Student Newsroom: Knowledge Isn't Power
At some point in our lives, we’ve all heard the phrase, “knowledge is power.” Perhaps you’ve seen it plastered on a cheesy motivational poster in the library or were lectured with this Sir Francis Bacon quote by your parents desperately trying to make you finish your homework. This implies that more intelligent people are more successful, have more control over their lives and the world around them. However, I’ve concluded that this belief is intrinsically flawed, or, at the very least, misunderstood.
“Seriously, when am I ever going to need to know how to find the imaginary roots of this quadratic equation?” You’ve inevitably heard a phrase like this escape the mouth of a high school student and have probably said the same thing yourself at some point in your life. I think this perfectly demonstrates the point I am trying to make, knowledge is only power if you apply it. In other words, knowledge is potential power.
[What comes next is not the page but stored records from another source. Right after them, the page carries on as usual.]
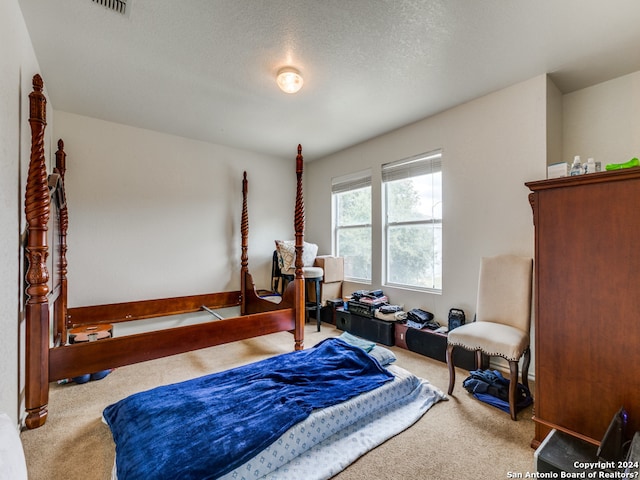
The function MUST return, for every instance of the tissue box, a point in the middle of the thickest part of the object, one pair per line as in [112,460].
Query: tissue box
[558,170]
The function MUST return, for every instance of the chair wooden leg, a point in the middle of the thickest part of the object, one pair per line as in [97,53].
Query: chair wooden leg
[318,320]
[513,388]
[452,369]
[525,367]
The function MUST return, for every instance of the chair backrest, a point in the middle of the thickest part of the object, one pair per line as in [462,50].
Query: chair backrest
[504,291]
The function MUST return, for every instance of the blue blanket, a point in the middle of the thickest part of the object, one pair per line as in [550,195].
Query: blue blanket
[205,427]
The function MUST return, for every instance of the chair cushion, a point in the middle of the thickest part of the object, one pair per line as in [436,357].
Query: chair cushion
[491,338]
[287,254]
[504,291]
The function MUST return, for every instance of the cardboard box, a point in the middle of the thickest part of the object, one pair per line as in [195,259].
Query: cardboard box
[333,268]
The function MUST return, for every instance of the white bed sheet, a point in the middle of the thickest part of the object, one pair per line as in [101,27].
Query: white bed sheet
[332,438]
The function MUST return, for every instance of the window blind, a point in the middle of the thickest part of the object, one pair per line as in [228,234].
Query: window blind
[423,164]
[352,181]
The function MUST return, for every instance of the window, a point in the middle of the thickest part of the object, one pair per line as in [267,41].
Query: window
[413,221]
[351,197]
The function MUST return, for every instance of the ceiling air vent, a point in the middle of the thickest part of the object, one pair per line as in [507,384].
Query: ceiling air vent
[119,6]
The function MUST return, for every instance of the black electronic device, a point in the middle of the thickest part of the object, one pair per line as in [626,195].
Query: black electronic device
[456,318]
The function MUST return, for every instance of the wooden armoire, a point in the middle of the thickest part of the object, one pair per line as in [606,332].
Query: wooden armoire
[587,302]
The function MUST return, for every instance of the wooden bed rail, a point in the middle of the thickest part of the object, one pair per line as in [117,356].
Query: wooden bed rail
[46,363]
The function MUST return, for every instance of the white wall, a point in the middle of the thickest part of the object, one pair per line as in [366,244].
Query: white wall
[491,146]
[603,121]
[18,64]
[154,215]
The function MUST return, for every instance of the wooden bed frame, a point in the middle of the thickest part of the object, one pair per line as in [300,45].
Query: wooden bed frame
[48,356]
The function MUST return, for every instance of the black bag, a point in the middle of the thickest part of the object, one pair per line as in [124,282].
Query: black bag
[419,316]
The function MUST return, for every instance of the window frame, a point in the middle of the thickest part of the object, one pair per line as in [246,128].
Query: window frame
[427,163]
[344,184]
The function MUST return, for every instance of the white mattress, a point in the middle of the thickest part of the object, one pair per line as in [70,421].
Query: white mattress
[330,439]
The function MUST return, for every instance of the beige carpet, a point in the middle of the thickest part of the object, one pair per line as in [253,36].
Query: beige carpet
[460,438]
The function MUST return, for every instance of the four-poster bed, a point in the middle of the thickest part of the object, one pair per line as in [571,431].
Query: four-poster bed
[303,414]
[48,355]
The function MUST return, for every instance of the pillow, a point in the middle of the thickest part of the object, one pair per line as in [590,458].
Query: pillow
[366,345]
[287,254]
[12,463]
[383,355]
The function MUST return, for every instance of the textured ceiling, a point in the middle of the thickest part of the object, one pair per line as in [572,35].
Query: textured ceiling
[205,69]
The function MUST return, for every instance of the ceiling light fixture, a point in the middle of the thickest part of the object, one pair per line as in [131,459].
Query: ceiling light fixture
[289,80]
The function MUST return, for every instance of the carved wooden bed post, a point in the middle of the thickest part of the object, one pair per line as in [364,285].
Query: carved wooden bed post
[37,206]
[299,238]
[244,257]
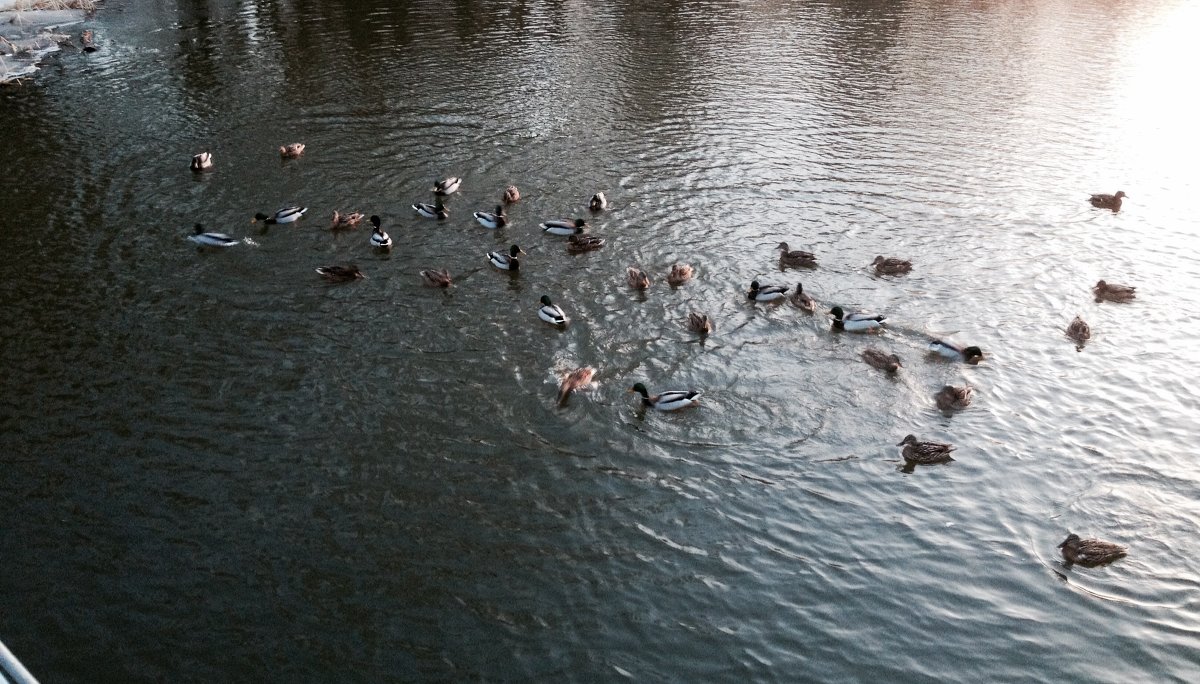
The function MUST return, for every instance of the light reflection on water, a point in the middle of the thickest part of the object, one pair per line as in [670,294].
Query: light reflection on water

What good does reading a book about gardening do if you never go outside and plant a garden? Why watch a motivational video if you don’t take the advice?
In our society, we are served a feast of information on a daily basis. With the internet, the wisdom we have access to is conceivably limitless, a bottomless ocean of knowledge enticing the curiosity within us. As someone who is passionate about learning, having the ability to ask any question or research any topic, satisfying my thirst for answers and understanding almost instantly, is something I see as a precious asset.
However, it is much easier to consume information than to utilize it. It’s less demanding to watch videos about changing your life, waking up earlier, eating healthier, exercising more, than to implement it. It’s less strenuous to read a book about starting a business than to actually do it.
Our brains are hard-wired to prefer taking the path of least resistance. In other words, anything we perceive as more challenging is less appealing. Imagine two mountains in the distance, which you must travel across to reach your destination. Rather than picking one and climbing over it, you are probably going to walk between them. This is obviously more logical, requiring less time and energy to do, which is why this mode of thinking is advantageous. On the other hand, it also makes us less likely to take action for things we don’t deem absolutely necessary to our survival, causing the majority of people to never reach their full potential.
This is where the phrase, “if it were easy, everyone would do it,” comes from. Merely possessing the knowledge to make a significant impact on the world doesn’t grant you the ambition and determination to do so. What separates the mediocre from the exceptional is the devotion, the passion, the potential to transform knowledge into power. In the end, what makes a person powerful isn’t the knowledge they possess, but the effort they are willing to invest to make something out of it.